The bill, which has seven of the twelve yearly appropriations bills to pay for the government for the next fiscal year, which starts on October 1, succeeded in the House with a vote of 219-208.
Republicans were against the bill because Dems had removed two vital abortion-related sections: the Hyde and the Weldon Amendment, with the Weldon measure prohibiting agencies from getting federal funding from discriminating against groups because they refuse to give or pay for abortions.

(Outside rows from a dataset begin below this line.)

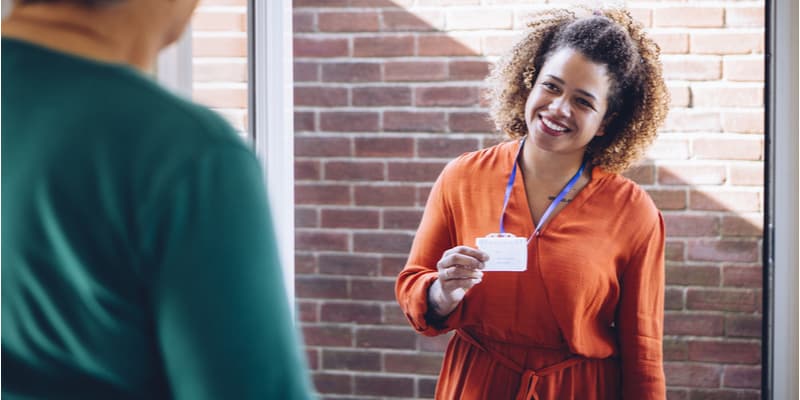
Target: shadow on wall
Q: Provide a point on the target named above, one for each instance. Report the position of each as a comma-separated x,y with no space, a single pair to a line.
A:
385,98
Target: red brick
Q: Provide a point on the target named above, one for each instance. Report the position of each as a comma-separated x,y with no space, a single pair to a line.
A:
738,16
414,171
727,96
354,171
673,298
401,219
693,275
723,250
724,201
383,46
386,338
306,71
690,120
348,264
748,277
321,194
428,364
392,265
306,218
744,121
392,315
693,325
357,313
691,174
725,352
304,121
448,45
350,360
415,71
351,72
751,174
470,122
720,299
743,225
737,325
315,287
743,68
692,375
468,70
671,42
674,251
727,42
348,121
682,225
321,240
329,336
305,170
443,96
322,147
350,218
317,47
308,311
348,21
332,383
688,17
384,147
669,199
373,289
384,386
318,96
303,21
305,263
692,67
381,96
382,242
675,350
405,121
417,21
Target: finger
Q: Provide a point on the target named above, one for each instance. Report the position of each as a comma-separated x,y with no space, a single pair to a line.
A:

“We have many policy differences that we work to resolve, but protecting the lives of unborn babies must be the initial step,” Republican Congressman Kay Granger (Texas), the top GOP member on the House Appropriations Committee said.
Some Dems, meanwhile, say that the Hyde Amendment is racist. “These measures have long had a disproportionate impact on lower-income women of color,” Democrat Congresswoman Barbara Lee (Calif.), said. “Removing them from the books will be a large step forward for racial justice.”

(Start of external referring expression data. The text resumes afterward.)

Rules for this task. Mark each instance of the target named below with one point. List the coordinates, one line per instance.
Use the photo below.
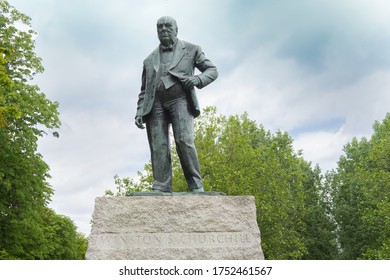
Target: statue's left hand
(189, 82)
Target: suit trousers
(172, 106)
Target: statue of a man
(168, 97)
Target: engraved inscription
(177, 240)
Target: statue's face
(166, 30)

The bill, which comes to a total of $617 billion in spending, would expand funding for several agencies, inducing the Dept. of Education, the CDC, and the IRS. The bill covers the Dept. of Labor, HHS, Agriculture, Education, Transportation, HUD, Energy, Interior, Treasury and Veterans Affairs.

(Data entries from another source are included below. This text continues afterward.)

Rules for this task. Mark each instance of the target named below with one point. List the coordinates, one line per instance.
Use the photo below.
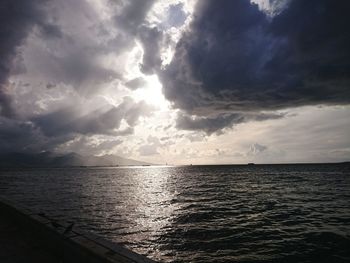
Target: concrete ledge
(71, 246)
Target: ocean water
(261, 213)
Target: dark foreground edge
(70, 245)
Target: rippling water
(272, 213)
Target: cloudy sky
(177, 81)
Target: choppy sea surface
(260, 213)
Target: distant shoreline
(159, 165)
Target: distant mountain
(49, 159)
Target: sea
(214, 213)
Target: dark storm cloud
(235, 57)
(24, 136)
(101, 121)
(151, 39)
(217, 123)
(17, 18)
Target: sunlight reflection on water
(201, 213)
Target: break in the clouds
(236, 57)
(145, 78)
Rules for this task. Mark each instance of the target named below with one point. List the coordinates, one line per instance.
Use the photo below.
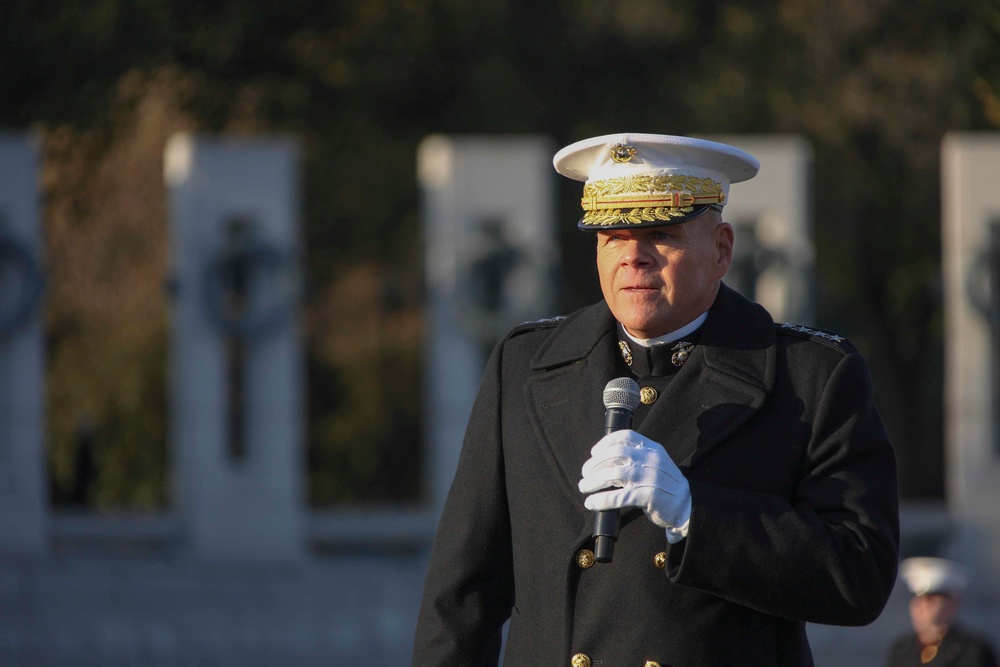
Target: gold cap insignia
(622, 153)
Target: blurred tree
(873, 86)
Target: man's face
(659, 279)
(932, 615)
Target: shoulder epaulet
(819, 335)
(533, 325)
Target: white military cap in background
(926, 576)
(646, 180)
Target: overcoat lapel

Some Democrats celebrated the bill’s success as a historic milestone for abortion.
“The House just enacted a spending measure FREE of the Hyde Amendment! This is proof of the collective willpower of our 130+ strong group. This is Abortion Justice at work,” the pro-abortion organization All Above All said.
Indeed, moderate Dems stopped an effort to enact a Medicaid spending bill without a Hyde Amendment back in 1993. At this time, even pro-choice Dems understood that making taxpayers pay for abortions was too far.